Red team assessments often include a debrief of the attack path for the defenders. Commonly, during the debrief, someone on the detection and response team will learn about an attack that was carried out by the red team and will begin reviewing events in their SIEM. This exercise frequently concludes with the defender saying something along the lines of , “yea we saw that… here is the event”. This exercise is valuable, but what the defender is actually saying is “yes we collected relevant information to that attack, but we have not yet created the detection logic to detect that activity”.

Example 2

We’ve seen numerous organizations that have detection logic built for a specific technique that we used during a red team exercise, for example Kerberoasting, but for some reason the SOC never detected the activity. We eventually find that an alert fired, but it was marked as a false positive. Unfortunately the analyst responsible for this ticket didn’t know enough about Kerberoasting to differentiate between benign and malicious service ticket requests. The activity may have alerted, but in reality there was no detection that occurred in the macro sense.

How can I use the Funnel?

A huge benefit of the Funnel of Fidelity concept is that we can diagnose at which stage the breakdown is occurring.

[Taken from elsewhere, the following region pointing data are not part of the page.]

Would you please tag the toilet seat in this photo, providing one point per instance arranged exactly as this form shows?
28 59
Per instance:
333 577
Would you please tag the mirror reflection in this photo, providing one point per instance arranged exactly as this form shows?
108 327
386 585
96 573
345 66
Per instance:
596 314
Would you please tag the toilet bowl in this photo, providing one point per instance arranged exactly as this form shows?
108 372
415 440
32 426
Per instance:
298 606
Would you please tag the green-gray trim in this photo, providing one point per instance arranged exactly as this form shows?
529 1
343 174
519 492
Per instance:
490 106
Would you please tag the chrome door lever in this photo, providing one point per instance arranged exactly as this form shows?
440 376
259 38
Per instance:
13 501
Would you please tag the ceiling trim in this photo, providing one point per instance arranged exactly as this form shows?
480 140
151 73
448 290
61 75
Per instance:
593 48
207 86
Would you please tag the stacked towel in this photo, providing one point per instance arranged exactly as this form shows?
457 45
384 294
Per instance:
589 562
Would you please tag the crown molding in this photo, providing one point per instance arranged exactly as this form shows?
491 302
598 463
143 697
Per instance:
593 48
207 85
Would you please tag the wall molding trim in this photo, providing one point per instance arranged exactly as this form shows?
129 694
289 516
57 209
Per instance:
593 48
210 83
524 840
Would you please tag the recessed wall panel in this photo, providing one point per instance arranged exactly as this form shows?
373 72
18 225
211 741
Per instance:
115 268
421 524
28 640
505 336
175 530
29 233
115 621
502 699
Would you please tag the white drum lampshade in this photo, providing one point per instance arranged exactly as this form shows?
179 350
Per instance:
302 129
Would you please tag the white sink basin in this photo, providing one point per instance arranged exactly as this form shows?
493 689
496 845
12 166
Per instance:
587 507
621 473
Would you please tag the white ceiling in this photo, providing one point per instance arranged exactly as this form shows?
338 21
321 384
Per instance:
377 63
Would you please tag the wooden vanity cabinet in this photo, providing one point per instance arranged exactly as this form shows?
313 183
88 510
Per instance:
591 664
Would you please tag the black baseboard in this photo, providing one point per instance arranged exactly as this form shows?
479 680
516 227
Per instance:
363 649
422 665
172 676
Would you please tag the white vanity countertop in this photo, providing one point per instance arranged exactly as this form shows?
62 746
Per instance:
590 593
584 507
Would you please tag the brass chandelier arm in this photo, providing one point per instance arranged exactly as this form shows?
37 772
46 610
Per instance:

In example 1, it appears that there is sufficient collection, but a robust detection is missing. We could work with this customer to identify strategies to engineer robust detections using the data they are currently collecting in their environment. In example 2, we see that an alert is produced, but the triage process is failing. To address this we could focus on building alert documentation to grow organizational knowledge and remove guess work from the alert triage process. Both of these examples should not be seen as a failure of the detection and response program. Instead they should be viewed as an opportunity for process improvement (which is a great topic for future posts).